Over the weekend I had a parenting crisis.  No one physically hurt or anything,  but it was just one of those situations you run into with autism where you just can't figure out a way to help your child and you just have to sit there and take it.

Luckily the situation didn't last too long.  In the thick of it though I turned to Facebook and just like that, I had a bunch of friends throwing me love, support, encouragement.  And even though we didn't come up with the answer to the problem, things eventually calmed down, but it just felt so friggin' good to have people care.

This is what I love about social media.

I also got a few private messages from other friends today about it, inquiring if everything was okay and reassuring me that I am out there, trying to understand her and support her through whatever has or will come.  Those kinds of messages mean the world to me, not just because, like anyone, I like compliments, but parenting a special needs kid can sometimes be a very lonely business.  You see your friends kids, healthy, achieving, developing and growing in ways where with your own child all those things are at best, a big question mark, at your darkest times, they are the never-wills.

The Internet is literally ablaze with mommy bloggers and lately I have been reading a lot of blog posts about how we have to stop judging and we have to support other mother's and their choices.  You see these kinds of posts about special needs, about nutrition, about parenting philosophies, about problems, about everything.

Loads and loads of people are saying the same thing in a variety of different ways.  Stop judging another's choices.

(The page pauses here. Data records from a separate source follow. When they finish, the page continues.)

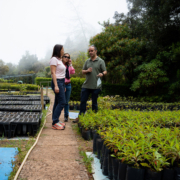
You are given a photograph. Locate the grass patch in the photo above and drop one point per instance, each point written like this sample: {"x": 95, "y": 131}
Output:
{"x": 23, "y": 147}
{"x": 86, "y": 160}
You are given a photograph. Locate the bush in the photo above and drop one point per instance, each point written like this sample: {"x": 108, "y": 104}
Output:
{"x": 76, "y": 84}
{"x": 18, "y": 87}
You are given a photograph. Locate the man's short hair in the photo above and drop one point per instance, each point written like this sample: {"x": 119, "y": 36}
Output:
{"x": 93, "y": 47}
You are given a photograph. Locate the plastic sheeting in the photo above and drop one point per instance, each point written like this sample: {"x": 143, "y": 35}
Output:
{"x": 7, "y": 155}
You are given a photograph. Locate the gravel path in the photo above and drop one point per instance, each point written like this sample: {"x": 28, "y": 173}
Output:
{"x": 56, "y": 156}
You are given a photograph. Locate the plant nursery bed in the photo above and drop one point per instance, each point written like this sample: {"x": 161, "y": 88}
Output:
{"x": 19, "y": 123}
{"x": 23, "y": 98}
{"x": 135, "y": 145}
{"x": 26, "y": 108}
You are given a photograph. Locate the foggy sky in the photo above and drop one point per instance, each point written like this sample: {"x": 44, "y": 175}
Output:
{"x": 37, "y": 25}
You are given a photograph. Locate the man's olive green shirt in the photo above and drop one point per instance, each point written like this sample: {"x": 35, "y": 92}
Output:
{"x": 98, "y": 66}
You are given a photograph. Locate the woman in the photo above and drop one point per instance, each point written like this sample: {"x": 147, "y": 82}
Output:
{"x": 69, "y": 70}
{"x": 58, "y": 78}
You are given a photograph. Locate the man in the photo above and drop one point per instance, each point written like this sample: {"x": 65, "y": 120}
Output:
{"x": 95, "y": 69}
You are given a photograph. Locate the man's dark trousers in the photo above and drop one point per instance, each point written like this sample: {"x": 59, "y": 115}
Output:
{"x": 84, "y": 97}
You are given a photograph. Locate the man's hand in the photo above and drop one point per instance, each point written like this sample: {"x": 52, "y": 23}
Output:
{"x": 56, "y": 89}
{"x": 100, "y": 75}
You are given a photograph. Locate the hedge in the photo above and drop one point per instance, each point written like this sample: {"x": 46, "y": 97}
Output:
{"x": 43, "y": 81}
{"x": 18, "y": 87}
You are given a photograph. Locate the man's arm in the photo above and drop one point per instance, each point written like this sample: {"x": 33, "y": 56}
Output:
{"x": 87, "y": 71}
{"x": 103, "y": 69}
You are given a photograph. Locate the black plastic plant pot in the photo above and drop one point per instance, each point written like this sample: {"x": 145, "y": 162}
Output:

What I see (and do) in practice though often falls short of that.  Sometimes it's the very same people who are writing beautiful pieces about supporting other women's choices and then later, lambasting others whose choices they don't agree with.

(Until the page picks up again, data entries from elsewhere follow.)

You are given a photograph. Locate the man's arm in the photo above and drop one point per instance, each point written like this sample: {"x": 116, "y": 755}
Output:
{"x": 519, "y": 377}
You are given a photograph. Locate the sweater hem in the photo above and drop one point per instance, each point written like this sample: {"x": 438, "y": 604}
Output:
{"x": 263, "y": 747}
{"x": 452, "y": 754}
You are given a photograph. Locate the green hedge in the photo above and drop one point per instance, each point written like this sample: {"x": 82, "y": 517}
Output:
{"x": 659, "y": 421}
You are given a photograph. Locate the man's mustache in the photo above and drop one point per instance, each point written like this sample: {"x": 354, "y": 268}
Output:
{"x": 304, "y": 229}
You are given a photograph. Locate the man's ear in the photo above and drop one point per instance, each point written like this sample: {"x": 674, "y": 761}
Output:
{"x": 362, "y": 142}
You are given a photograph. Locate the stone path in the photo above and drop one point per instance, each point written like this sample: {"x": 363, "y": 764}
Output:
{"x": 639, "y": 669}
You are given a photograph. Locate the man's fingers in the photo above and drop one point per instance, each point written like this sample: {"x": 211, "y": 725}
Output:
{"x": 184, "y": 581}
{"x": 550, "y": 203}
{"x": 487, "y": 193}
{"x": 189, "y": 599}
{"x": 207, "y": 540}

It would be easy to think social media is the culprit in this, but honestly it's not.  Social media may provide us the means to do this on a wide scale, but it is not the culprit.

It's us, it's women.  It's because we're largely insecure and we question our choices too much and don't feel they are validated unless others agree with us too.

Motherhood (and just about everything else) on social media has just largely become one large Homecoming Queen Campaign.

Our individual circumstances and backgrounds may vary but by and large, we are women, we may care about different things but we all long for acceptance and while we may try to play it cool, or needy or snarky or whatever the individual's particular game is, we fear not getting it.  Whole hosts of people are trying for this acceptance through blogging and social media  through exalting themselves with fruity posts meant to make them seem like whatever-it-is-they-want-to-seem.

But none of us, including myself are above a little hypocrisy and mean-girling.  You get loads of support if you are doing what others agree with, but skewered if you don't.  Why aren't we secure enough as women and mothers to validate our own choices, rather than needing others to validate them?  Why aren't we confident enough to understand that when someone doesn't agree with us, it doesn't mean that our choices are wrong, it actually doesn't mean jack sh*t.

We form opinions based on our own particular set of circumstances, whatever they are, why can we not just take for granted that someone else's other choice might be based on a different set of circumstances?  Why do we need 50 likes to feel good about our choices?  Why can't we read a mother's different choice and see her maybe 500 likes and not feel defensive about our choice?

It's not other mothers we need to be kinder and more understanding toward, it's ourselves.

We need to forgive ourselves for our mistakes, and we need , we need to make choices guided by what is best for our own circumstances and understand that is the basis of what is the right choice, rather than the opinion of voices from outside who may be influenced by a gazillion things and most of all,  if someone makes a different choice than us, there is no need to defend ourselves.

Parenting is the hardest and the best job in the world.  Nothing else in life gives you the breadth and depth of feeling,  both the joys and the sorrows.  Some days are fabulous and some days suck out loud.  We all make great choices and we all make mistakes, hopefully we learn and grow a little on the way.  We like to think we are all so unique, but we really aren't.

The game is not about others,  if we truly want to be supportive of other mothers we must first ease up on ourselves.